神谷玄次郎捕物控 霧の果て 藤沢周平
北の定町廻り同心・神谷玄次郎は14年前に母と妹を殺されている。仕事を怠けて小料理屋よし野に入り浸っていた。
針の光 男が女を抱き寄せ、首筋に畳針を刺し、首を絞めて殺す。玄次郎は網を張り、現場を押さえて捕まえる。
虚ろな家 菊屋の娘が勾引かされ五百両を要求される。同心・鳥飼の助をする玄次郎は、店の周辺を探る。玄次郎は銀藏に、五百両の運び役・鳥飼の岡っ引き・弥之助を尾けるように指示する。弥之助は菊屋の女中の実家に行く。弥之助と菊屋の主人との計画だった。左前の菊屋は五百両を本家から出させ、別けるつもりだった。
春の闇 奥州屋から銀藏に、娘の簪を探して欲しいと依頼があった。婚約者からの贈り物だった。見付からないまま、奉公人・増吉が殺された。玄次郎が調べ出す。投げ文があり簪は奉公人・幸介の行李の中から見付かった。幸介を増吉殺しの犯人だという投げ文が来る。玄次郎はそれを無視し、奥州屋を張り込む。娘の婚約者が投げ文を持って来たところを捕まえた。娘と幸介は駆け落ちを考えていた。増吉が娘の簪を拾い、婚約者に買い取って貰おうとした。婚約者は増吉に簪を幸介の行李に入れさし、増吉を殺した。幸介を犯人に仕立てようとしたが、捕まった。
酔いどれ死体 御薦さんのような死体が見付かった。甚七だった。殺された理由が判らない。二十年前、勤めていた店の若旦那が主人になっていた。その頃付き合っていた女と今も続いていることを知られた主人が殺していた。お金を強請られたわけではないが、ただ酒を飲ました。甚助の酒は底なしの怖い酒だった。
青い卵 長屋の一人暮らしの婆さんが殺された。誰も知らないはずの十二両と日ごろの小銭が無くなっていた。
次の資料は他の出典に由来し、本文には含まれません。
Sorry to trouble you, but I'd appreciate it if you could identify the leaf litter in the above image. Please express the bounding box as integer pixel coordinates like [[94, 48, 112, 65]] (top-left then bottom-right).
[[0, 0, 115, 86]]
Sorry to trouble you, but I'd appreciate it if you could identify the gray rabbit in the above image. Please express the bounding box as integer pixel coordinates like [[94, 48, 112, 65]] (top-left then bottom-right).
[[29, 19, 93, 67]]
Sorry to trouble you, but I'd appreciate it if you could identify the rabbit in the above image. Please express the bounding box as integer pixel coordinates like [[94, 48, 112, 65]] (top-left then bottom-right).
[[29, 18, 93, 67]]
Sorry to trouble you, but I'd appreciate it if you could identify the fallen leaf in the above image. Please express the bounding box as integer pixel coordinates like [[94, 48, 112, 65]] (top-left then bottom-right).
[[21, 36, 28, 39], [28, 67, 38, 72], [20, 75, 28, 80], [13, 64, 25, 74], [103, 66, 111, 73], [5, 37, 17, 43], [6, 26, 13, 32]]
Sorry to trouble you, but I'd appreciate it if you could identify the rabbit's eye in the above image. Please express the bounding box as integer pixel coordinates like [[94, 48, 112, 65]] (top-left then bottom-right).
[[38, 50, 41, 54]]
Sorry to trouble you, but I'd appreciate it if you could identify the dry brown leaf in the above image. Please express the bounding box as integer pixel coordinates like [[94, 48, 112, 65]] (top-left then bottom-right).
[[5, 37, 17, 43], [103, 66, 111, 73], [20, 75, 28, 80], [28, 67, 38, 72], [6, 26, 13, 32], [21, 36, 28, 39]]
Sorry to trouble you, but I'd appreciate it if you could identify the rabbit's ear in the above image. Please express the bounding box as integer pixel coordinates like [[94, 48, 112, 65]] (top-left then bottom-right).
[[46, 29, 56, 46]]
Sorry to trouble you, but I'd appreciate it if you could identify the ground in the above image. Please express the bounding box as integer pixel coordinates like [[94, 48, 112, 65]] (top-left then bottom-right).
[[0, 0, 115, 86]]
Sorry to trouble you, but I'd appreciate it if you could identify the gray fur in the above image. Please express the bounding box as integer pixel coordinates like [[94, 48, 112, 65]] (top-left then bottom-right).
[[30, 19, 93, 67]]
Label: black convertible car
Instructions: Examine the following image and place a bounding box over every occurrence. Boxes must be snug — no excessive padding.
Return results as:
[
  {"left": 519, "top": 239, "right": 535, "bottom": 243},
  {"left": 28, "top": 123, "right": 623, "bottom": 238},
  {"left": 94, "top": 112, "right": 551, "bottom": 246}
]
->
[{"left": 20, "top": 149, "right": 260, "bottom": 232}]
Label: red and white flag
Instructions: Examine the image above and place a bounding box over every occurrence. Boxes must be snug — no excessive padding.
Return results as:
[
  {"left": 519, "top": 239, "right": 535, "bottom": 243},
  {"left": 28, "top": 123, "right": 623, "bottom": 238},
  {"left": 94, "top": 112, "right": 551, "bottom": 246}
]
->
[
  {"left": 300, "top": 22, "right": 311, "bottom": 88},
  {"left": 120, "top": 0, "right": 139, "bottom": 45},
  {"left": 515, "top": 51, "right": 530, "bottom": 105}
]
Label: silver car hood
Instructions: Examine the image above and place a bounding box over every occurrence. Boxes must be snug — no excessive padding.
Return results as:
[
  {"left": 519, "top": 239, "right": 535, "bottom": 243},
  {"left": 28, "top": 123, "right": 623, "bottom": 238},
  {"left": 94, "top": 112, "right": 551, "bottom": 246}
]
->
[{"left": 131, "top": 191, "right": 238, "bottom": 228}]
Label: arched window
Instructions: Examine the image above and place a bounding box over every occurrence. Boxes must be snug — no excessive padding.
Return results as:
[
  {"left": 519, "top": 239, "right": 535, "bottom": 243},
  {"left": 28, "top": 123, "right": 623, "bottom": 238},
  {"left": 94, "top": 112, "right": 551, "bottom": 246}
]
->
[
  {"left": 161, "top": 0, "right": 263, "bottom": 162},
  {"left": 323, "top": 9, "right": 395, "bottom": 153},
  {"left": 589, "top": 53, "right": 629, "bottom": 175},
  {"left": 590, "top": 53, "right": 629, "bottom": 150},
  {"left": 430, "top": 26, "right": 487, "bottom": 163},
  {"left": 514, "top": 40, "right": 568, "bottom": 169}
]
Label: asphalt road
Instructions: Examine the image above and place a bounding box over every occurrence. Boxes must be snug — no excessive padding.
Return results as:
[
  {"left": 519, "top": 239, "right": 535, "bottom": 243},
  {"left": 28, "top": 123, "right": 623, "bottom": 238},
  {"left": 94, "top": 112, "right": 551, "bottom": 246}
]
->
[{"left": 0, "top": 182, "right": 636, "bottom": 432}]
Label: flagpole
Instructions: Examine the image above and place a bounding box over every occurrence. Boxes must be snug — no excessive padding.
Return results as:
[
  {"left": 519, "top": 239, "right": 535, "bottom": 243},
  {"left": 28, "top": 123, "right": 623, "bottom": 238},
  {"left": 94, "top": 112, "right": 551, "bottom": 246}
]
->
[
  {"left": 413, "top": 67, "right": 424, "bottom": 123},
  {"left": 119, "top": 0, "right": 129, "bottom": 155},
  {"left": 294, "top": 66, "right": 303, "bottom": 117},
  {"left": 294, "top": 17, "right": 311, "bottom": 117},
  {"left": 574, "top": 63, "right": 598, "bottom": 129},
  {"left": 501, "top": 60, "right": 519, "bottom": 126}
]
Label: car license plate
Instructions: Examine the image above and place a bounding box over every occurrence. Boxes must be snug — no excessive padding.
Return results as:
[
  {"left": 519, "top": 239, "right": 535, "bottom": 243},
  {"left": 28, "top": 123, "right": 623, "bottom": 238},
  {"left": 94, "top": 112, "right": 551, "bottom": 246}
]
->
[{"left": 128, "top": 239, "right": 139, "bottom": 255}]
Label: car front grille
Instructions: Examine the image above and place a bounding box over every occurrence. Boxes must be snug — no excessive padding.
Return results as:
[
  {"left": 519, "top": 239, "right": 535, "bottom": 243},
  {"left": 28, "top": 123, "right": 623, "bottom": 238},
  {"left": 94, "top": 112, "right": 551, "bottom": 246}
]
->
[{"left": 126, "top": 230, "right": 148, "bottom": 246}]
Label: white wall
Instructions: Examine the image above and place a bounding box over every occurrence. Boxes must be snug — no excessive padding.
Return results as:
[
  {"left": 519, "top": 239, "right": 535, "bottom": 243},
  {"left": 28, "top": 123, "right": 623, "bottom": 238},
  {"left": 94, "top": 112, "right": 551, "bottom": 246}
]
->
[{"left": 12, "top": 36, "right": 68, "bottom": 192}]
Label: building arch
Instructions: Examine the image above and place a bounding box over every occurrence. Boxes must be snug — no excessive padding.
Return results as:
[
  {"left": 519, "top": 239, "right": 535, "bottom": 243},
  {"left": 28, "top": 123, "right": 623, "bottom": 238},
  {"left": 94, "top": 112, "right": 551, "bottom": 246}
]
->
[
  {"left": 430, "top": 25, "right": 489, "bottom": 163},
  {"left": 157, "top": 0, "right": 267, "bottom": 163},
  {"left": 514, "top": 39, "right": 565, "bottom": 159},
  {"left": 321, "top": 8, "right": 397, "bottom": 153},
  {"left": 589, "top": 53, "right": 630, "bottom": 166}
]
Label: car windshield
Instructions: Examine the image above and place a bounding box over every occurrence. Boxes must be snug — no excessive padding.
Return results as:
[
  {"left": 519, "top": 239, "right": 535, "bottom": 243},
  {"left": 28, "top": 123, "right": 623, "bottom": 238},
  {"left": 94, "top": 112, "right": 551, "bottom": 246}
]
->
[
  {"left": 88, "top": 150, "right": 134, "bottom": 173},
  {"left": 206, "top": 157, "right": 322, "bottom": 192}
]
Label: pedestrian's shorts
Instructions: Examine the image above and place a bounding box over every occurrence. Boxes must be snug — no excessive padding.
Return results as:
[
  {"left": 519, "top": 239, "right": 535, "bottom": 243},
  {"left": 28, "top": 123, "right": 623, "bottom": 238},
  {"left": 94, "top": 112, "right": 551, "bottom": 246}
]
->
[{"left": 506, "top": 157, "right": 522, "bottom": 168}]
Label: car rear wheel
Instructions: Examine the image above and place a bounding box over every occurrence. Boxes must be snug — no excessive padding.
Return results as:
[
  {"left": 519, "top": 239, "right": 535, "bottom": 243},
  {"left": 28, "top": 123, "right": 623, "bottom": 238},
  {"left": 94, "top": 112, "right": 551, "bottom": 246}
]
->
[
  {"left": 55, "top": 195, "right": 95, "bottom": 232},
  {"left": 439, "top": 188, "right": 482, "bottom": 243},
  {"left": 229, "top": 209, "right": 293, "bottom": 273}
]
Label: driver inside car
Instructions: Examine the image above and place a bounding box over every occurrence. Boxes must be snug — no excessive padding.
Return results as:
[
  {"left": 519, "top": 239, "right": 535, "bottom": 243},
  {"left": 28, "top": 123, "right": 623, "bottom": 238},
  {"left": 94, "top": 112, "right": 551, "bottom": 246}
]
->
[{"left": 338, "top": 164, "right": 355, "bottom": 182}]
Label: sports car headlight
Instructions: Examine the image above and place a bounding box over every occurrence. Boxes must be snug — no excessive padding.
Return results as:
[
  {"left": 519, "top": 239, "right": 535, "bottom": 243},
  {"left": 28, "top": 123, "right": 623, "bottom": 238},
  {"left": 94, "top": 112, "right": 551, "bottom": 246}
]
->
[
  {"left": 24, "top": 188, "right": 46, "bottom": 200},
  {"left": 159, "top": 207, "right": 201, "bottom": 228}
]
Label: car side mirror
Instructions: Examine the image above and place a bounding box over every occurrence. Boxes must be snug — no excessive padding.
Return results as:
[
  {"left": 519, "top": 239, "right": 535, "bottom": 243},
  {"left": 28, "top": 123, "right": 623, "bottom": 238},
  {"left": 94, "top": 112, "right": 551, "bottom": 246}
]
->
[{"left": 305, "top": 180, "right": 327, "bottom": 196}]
時々訪れるのは糸屋の隠居と孫。糸屋の隠居から教えられた小間物の行商をしている長吉が捕まった。長吉は殺し十二両を奪っていた。玄次郎は孫が掘っていたところを掘れば小銭が出るだろうと銀藏に言い置いてゆく。
日照雨 米屋の鼻摘みの次男坊がめった刺しだ殺された。米屋の女中で何もされたことがないと言った祝言のため店を辞めたそのがいた。そのは重吉に手込めにされたようだ。玄次郎はそのの祝言の日「祝言に行け、逃げようと思うな。お上には慈悲もある。あとはまかせろ」と父親に言った。
出合茶屋 青梅屋の内儀が、銀藏のところにこの頃誰かに見張られているような気がすると相談に来た。内儀が襲われ庇った小僧が大怪我をした。玄次郎が突っ込みながら聞き出す。出合茶屋で男二人と女一人の客を見ていた。巴屋に入った押し込みだった。浪人と職人だった。捕まえた。
霧の果て 玄次郎は母親と妹が殺された事件を調べている。父親が調べていた事件絡みでその後同輩が調べようとして上からそのままお調べ無しの命令が出た事件だった。父親がやる気を無くし身体を壊して亡くなった。その頃を知っている者を調べ出して聞き廻る。祈祷を行っていた寺の関係で寺社奉行の寺社役同心に会いに行く。印南が玄次郎に会いに来た後、殺される。玄次郎は井筒屋は蔵宿師・御家人・村井にたかられていた。水野の妾になっている村井の娘を祈祷に誘い込んだ。祈祷だけに留まらず、色仕掛けだった。村井の弱みをこしらえた。そんなとき井筒屋の女将の付添女中・佐代が祈祷師に殺された。井筒屋は水野に頼んだ。祈祷料の半分を懐に入れていたこと。水野の妾が出入りしていたことが知られないようにしたかった。等判った。母親と妹を殺し、印南を殺した水野の家臣・鶴木右膳を斬った。水野の枕元に立つ。話をするが玄次郎は出て行く。顔も上げられない老人だった。